Turkey’s literary dean Yaşar Kemal in critical condition after hospitalization

Turkey’s literary dean Yaşar Kemal in critical condition after hospitalization

ISTANBUL
Turkey’s literary dean Yaşar Kemal in critical condition after hospitalization

Yaşar Kemal was the first Turkish writer to be designated as a candidate for the Nobel Prize for Literature.

One of modern Turkey’s most celebrated literary figures, Yaşar Kemal, has been hospitalized following respiratory problems, lung infection and heart arrhythmia Jan. 14.

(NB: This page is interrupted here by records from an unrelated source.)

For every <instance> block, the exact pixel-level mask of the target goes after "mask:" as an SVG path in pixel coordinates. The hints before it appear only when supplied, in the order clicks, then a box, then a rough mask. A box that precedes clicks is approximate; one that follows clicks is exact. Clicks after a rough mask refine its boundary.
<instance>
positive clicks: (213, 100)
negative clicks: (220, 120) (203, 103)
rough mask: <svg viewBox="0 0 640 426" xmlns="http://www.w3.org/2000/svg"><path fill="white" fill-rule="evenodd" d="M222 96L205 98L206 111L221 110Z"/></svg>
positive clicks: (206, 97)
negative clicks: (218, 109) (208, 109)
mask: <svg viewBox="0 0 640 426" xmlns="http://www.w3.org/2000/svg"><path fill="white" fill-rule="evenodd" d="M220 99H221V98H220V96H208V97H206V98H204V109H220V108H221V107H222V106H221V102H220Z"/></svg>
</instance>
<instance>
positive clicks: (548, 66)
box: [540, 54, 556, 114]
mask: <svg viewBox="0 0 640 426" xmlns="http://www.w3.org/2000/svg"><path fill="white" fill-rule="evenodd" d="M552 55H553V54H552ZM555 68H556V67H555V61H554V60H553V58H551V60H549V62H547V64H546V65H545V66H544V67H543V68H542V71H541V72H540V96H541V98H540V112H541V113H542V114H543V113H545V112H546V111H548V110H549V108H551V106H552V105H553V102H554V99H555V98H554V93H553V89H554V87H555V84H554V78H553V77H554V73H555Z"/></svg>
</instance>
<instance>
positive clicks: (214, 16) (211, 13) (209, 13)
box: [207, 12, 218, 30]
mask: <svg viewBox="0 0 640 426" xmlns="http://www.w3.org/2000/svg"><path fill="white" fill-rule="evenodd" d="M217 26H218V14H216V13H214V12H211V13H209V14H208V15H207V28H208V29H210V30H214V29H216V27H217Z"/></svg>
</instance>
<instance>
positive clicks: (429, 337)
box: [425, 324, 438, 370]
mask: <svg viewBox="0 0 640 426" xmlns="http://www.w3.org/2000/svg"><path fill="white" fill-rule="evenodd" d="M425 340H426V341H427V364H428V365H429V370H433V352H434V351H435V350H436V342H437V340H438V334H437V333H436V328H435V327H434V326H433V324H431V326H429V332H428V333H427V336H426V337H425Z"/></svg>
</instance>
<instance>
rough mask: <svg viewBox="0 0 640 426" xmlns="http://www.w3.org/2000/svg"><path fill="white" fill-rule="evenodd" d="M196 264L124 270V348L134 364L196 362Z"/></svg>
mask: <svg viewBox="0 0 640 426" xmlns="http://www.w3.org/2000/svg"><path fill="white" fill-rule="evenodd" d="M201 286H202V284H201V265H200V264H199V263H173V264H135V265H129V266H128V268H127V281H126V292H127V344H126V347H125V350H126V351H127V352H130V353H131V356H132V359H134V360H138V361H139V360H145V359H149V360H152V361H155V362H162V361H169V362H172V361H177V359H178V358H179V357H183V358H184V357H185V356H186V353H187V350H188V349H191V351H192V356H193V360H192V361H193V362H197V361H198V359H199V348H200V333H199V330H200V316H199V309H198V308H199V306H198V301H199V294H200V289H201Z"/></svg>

Doctors said that the condition of the 92-year-old author was critical, adding that his symptoms suggested pneumonia.

“He has respiratory insufficiency, he is attached to a breathing machine. The indicators are good, but we don’t know how it will develop. We hope that he will recover after the treatment,” said Dr. Mehmet Akif Karan in a press statement.

Karan said Kemal was unconscious and his condition was still life-threatening. “Due to his advanced age and other chronic diseases, the treatment is linked to a series of other factors. This is why he needs very close monitoring,” he said.

Kemal, the first Turkish writer designated as a candidate for the Nobel Prize for Literature, has written dozens of books over the course of decades, and his epic novel “Memed, My Hawk” is considered one of the cornerstones of modern Turkish literature.

A monument to health and vigor, Yaşar Kemal has remained involved in a number of civic initiatives despite his advanced age. A journalist by profession, his collection of interviews with street children, “Children are Human,” is one of the most important social research pieces of Turkey’s recent history, with Kemal saying he “wouldn’t have loved it as much as I do even if I had written a great novel.”

Born into a Kurdish family in the southern province of Osmaniye, Kemal has also endeavored to improve the rights of the Kurdish minority in Turkey.